Putative transcription factor binding sites in the 5’ upstream regulatory region of the mouse Pnx gene. Predictions were generated using Genomatix and positions of each site are relative to a transcription start site (TSS) at position 53424425 on chromosome 5 (based on GRCm39 C57BL/6J NC_000071.7). Each circle represents a predicted binding site with the position number labeled in the corresponding coloured box. Putative sites were found for the following transcription factors: estrogen receptor (ER), CCAAT/enhancer binding protein (C/EBP), octamer-binding transcription factor 1 (OCT1), glucocorticoid receptor (GR), nuclear factor kappa B (NF-κB), c-Rel, peroxisome proliferator activated receptor (PPAR) and retinoid X receptor (RXR) heterodimer, and activating transcription factor (ATF) from the CREB family.

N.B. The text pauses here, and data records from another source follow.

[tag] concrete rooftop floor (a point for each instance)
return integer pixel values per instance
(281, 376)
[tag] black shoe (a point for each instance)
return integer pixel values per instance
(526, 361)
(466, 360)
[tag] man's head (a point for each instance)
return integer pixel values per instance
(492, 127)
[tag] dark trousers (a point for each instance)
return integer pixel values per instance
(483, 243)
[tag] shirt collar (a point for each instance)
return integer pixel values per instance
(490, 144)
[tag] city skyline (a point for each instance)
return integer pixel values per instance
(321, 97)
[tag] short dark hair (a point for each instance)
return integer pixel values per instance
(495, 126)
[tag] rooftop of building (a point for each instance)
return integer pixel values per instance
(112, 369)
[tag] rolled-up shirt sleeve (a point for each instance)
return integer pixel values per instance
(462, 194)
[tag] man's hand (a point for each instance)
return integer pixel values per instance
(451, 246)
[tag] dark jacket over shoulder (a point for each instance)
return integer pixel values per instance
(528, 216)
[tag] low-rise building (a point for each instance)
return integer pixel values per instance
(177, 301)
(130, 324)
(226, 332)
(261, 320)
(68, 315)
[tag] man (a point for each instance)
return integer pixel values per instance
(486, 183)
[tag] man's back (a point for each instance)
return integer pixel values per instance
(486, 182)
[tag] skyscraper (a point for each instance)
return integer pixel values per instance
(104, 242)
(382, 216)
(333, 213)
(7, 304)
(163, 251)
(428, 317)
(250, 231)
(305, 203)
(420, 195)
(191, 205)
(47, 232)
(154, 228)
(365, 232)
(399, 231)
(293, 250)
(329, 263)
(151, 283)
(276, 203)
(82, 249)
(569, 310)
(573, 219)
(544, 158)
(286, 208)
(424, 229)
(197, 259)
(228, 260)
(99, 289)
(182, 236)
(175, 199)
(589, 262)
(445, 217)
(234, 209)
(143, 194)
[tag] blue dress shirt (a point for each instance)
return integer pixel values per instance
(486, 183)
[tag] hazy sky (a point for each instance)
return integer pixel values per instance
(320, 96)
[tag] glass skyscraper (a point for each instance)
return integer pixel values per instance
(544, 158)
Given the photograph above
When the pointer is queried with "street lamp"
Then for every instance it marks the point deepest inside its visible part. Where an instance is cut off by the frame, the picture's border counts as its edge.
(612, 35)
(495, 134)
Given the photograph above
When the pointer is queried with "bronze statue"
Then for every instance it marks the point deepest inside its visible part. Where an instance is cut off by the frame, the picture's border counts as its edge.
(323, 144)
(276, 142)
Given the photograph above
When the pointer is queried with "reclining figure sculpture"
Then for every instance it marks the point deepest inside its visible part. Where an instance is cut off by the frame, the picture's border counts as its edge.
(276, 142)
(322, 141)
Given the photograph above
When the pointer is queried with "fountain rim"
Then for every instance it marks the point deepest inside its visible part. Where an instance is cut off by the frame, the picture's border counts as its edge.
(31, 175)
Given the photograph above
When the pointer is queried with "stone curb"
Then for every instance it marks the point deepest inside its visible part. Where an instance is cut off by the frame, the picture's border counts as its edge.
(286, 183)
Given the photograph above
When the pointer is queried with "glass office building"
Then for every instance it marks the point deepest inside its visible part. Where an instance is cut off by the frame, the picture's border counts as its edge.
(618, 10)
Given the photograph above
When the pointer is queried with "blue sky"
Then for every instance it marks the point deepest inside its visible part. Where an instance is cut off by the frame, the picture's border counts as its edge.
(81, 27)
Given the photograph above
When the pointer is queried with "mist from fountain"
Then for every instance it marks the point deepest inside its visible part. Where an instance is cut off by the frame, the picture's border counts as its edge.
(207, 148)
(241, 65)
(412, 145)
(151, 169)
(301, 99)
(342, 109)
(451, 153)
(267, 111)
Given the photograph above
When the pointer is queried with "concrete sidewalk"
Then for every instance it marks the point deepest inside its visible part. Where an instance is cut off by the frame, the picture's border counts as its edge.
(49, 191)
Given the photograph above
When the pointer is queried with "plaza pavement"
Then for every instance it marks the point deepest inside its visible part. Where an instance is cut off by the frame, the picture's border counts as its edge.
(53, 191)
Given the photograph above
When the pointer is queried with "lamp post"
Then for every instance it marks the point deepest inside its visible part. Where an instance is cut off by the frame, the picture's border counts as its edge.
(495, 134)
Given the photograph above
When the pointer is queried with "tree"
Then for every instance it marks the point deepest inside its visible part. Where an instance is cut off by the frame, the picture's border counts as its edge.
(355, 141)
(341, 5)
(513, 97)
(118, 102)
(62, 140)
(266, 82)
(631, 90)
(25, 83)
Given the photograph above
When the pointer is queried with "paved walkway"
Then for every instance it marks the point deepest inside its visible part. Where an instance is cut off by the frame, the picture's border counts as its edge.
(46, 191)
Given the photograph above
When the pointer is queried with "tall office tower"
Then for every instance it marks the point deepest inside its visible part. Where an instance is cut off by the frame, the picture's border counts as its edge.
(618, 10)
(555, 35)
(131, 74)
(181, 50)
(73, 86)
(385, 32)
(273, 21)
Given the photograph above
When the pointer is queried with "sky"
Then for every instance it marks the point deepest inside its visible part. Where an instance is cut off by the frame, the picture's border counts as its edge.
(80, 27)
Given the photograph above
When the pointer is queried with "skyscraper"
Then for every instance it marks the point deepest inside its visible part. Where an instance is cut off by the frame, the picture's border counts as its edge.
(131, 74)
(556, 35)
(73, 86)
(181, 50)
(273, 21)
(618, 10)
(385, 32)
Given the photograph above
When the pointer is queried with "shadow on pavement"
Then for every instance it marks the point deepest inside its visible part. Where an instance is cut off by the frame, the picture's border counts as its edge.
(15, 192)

miRNAs posttranscriptionally regulate genes, and whether some regulate PNX remains to be determined. A simple in silico analysis on TargetScan 8.0 shows that only 2 miRNAs are predicted to have conserved binding sites in the 3’ untranslated region of the mouse Pnx transcript, and over 1000 miRNAs have poorly conserved sites. On another prediction program, miRDB, 34 miRNAs are predicted to bind Pnx. All of these putative miRNAs should be experimentally validated for their direct binding to the Pnx 3’ untranslated region. miRNAs are critical for fertility as loss of global miRNA expression in granulosa cells and the uterus cause infertility [52]. Specific miRNAs have crucial roles in fertility; for example, miR-30 controls puberty onset through targeting Mkrn3 [53]. Similar types of miRNA-Pnx pairings will likely be identified.

Conclusion

In summary, PNX is a dynamic peptide whose regulation is an ongoing mystery. The most evidence on Pnx gene regulation is with regards to energy homeostasis, where PNX appears to be regulated by nutritional status and, in particular, free fatty acids. PNX also appears to be anxiolytic and anti-inflammatory, although whether these processes directly regulate the PNX and GPR173 system requires further examination. PNX is crucial for reproductive function through stimulation of the hypothalamus, pituitary, and ovaries, but there is little known about its regulation by reproductive hormones and peptides. So, the question remains, what can control PNX expression? The answer is key to delineating the physiological roles of PNX, define its dysregulation in pathophysiological states, and establish potential therapeutic uses for PNX.